The iGEM 2005 student projects displayed the designs of chemotaxis regulation systems, cell-cell genetic communications systems, cellular/biological wires, thermometers, biological sketch pads (drawing systems), cellular relay races, a digital counter, and many more.

At the core of these activities is the notion of a standard biological part that is well specified and able to be paired with other parts into subassemblies and whole systems. Once the parameters of these parts are determined and standardized, simulation and design of genetic systems will become easier and more reliable."[Knight 2005]

Student led research at Brown

The main competition takes place over the summer with students spending their time designing novel engineered parts, modeling biochemical reactions and then implementing these designs in the lab. Here at Brown we already have support and offers of lab space from Gary Wessel in Molecular-Cellular Biology (MCB), Marc Tatar in Ecology and Evolutionary Biology (EEB) and offers from a number of faculty ranging from engineering, computer science and physics to join a multidisciplinary cross-campus faculty advisory board. This mentoring board will meet each week in order for students to report progress and to discuss ideas. The project gives students the opportunity to become directly involved with research at Brown. Previous entries in the iGEM competition have been published in Nature. [Engineering E.Coli to see light, 2005]

Table of needs

We hope to get departmental and university sponsorship to cover the following costs.

DNA Synthesis $ 4,000
Lab Reagents $ 7,000
Travel expenses $ 1,000
8 undergraduate summer support stipends ($3500 x 8) $ 28,000
Total $ 40,000

DNA Synthesis funding will allow the Brown iGEM team acquire specific genetic material necessary for participating in the competition.
Lab Reagents expenses will enable the team maintain a well stocked laboratory environment in which it could conduct novel biosynthetic research.
Funding for Travel Expenses would allow the team and faculty mentoring board to travel to MIT in November 2006 to participate in the iGEM jamboree.
Support Stipends will be used to accomplish two goals. First, a portion of the money will be used to provide housing to undergraduates without lodging in or near Providence. Second, the remainder of the money will be allocated to ensure that team members can participate in research full time, rather than maintaining other employment. Stipend recipients will be selected by the advisory panel.

The future of iGEM

We hope that in coming years the Brown iGEM team can continue to grow, taking on new students and continuing research in synthetic biology. We hope to find industry sponsorship to support the competition.

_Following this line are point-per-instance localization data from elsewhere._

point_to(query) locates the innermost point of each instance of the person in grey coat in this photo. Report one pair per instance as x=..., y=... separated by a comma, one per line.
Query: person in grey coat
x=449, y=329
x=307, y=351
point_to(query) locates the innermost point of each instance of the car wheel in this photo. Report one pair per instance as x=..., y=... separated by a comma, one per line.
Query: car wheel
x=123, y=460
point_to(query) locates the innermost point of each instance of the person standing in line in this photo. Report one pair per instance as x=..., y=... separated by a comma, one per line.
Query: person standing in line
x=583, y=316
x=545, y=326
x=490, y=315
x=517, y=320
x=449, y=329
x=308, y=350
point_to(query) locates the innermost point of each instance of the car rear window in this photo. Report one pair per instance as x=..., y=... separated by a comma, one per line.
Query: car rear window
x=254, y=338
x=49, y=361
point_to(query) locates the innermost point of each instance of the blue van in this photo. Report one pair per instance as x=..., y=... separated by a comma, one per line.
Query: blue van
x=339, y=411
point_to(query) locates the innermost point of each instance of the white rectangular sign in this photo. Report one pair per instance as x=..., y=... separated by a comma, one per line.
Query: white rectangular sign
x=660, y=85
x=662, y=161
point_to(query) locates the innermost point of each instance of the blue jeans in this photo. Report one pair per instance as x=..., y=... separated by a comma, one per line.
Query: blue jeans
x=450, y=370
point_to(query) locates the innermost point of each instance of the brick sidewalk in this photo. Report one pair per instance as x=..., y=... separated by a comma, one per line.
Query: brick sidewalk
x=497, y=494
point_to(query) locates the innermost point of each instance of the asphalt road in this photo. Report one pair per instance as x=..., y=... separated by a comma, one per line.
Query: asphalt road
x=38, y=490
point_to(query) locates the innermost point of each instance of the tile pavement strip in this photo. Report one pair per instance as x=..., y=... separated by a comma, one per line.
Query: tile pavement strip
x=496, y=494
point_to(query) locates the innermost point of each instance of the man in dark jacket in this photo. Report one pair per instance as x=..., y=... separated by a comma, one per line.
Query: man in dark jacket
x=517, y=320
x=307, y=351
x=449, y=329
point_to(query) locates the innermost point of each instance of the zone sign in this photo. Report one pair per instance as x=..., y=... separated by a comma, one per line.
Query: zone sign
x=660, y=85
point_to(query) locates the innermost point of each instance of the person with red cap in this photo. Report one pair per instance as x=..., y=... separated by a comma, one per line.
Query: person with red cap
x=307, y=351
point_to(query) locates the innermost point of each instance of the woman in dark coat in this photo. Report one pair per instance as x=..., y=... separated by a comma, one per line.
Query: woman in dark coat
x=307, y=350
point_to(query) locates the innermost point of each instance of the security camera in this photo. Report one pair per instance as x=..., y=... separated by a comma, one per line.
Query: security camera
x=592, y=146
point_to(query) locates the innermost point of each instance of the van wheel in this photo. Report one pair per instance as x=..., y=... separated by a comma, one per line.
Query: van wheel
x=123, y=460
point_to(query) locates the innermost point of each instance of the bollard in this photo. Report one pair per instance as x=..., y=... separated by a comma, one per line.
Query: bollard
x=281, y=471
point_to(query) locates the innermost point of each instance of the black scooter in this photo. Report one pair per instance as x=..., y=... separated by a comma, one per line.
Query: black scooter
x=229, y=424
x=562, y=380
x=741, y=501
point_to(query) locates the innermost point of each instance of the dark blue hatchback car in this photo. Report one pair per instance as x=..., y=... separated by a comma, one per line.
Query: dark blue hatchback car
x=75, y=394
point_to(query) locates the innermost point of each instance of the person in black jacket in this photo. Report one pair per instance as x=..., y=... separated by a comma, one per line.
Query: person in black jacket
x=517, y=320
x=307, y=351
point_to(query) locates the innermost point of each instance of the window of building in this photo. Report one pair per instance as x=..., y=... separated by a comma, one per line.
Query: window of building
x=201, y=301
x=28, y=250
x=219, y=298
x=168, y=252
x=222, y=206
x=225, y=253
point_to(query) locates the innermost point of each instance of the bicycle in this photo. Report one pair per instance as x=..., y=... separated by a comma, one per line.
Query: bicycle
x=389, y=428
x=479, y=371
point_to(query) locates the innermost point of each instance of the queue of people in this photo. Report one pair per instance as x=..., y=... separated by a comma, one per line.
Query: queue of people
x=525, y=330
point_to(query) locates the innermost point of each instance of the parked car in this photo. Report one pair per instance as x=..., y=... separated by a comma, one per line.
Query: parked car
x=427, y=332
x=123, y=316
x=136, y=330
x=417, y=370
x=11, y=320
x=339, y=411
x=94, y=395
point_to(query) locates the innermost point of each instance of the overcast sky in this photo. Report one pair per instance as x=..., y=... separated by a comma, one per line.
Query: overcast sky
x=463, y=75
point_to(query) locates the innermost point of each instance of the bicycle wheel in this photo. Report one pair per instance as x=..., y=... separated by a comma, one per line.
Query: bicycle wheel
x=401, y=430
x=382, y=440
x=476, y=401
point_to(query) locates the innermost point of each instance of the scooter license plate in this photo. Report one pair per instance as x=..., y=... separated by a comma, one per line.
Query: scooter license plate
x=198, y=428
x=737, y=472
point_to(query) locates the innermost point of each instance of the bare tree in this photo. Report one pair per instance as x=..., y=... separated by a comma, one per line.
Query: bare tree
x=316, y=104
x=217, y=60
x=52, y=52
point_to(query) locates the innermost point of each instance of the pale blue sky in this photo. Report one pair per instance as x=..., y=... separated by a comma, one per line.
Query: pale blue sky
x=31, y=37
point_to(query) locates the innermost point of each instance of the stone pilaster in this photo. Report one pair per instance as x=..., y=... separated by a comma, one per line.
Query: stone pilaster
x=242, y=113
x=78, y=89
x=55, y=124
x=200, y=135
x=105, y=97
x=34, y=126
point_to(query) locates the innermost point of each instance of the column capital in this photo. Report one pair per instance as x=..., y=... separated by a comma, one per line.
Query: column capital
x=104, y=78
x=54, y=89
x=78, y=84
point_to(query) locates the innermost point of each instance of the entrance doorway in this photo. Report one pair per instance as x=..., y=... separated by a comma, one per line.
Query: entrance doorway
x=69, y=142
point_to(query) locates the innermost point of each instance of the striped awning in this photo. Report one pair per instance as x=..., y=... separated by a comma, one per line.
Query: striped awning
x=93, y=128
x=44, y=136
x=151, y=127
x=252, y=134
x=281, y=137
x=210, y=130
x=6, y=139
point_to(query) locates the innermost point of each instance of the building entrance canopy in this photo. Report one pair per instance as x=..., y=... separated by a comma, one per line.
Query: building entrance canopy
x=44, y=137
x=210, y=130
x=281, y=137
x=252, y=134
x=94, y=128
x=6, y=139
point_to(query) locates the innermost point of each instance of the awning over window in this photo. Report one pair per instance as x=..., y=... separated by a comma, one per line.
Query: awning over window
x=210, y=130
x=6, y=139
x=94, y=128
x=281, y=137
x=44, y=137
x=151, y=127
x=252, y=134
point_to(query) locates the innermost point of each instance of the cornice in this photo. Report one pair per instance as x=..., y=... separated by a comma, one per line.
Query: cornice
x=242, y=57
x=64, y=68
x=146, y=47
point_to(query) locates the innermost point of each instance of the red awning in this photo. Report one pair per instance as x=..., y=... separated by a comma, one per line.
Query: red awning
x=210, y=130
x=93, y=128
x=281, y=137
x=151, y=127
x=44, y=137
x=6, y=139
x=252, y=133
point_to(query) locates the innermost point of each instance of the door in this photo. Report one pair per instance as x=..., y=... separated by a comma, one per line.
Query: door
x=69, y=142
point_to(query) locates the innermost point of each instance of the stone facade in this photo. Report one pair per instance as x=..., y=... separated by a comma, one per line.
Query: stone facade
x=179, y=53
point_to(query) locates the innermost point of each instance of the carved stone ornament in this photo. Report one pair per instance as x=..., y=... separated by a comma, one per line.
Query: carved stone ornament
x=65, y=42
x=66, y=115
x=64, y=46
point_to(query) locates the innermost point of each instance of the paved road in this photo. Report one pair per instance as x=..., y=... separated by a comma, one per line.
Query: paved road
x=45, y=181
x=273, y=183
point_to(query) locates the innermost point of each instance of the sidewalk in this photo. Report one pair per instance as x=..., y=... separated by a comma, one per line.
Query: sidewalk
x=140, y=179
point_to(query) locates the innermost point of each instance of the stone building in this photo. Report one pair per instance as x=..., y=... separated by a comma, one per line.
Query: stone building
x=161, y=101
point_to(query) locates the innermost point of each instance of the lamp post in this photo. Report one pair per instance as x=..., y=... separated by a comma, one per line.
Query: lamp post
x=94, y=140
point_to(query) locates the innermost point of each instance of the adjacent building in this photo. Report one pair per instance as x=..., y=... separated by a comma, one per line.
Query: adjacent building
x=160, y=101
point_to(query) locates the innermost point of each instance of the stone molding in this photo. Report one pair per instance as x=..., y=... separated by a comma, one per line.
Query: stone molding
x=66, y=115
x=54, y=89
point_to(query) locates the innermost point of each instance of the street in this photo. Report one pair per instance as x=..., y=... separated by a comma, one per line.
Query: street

Cross campus faculty support and mentoring

Marc Tatar - Associate Professor of Ecology and Evolutionary Biology
Gary Wessel - Professor of Biology

Alex Brodsky, Assistant Professor in MCB, Ship Street
Karen Marie Haberstroh - Assistant Professor of Engineering
Sorin Istrail - Professor of Computer Science
Tayha Palmore - Associate Professor of Engineering
Art Soloman, Assistant Professor of Biology/Proteomics/Biochemistry
David Targan - Dean for Science Programs
Marjorie Thompson - Associate Dean of Biological Sciences
Jim Valles - Professor of Physics
Herman Vandenburgh - Professor of Pathobiology

Potential support (TBC)
Nicola Neretti, Assistant Professor of Physics


==References==
(1)Tom Knight 2005, iGEM: International Genetically Engineered Machine competition.
http://icampus.mit.edu/projects/iGem.shtml
(2)Chris Voigt 2005, Synthetic biology: Engineering Escherichia coli to see light, Nature 438, 441-442 (24 November 2005)
(3)The International HapMap Consortium. A haplotype map of the human genome. Nature 437, 1299-1320. 2005. (4) Jay D Keasling, Engineering a mevalonate pathway in Escherichia coli for production of terpenoids, Nature Biotechnology 21, 796 - 802 (2003) (5)Anderson, J. C., Clarke, E. J., Arkin, A. P., & Voigt, C. A. (2005) Environmentally Controlled Invasion of Cancer Cells by Engineered Bacteria, Journal of Molecular Biology, in press.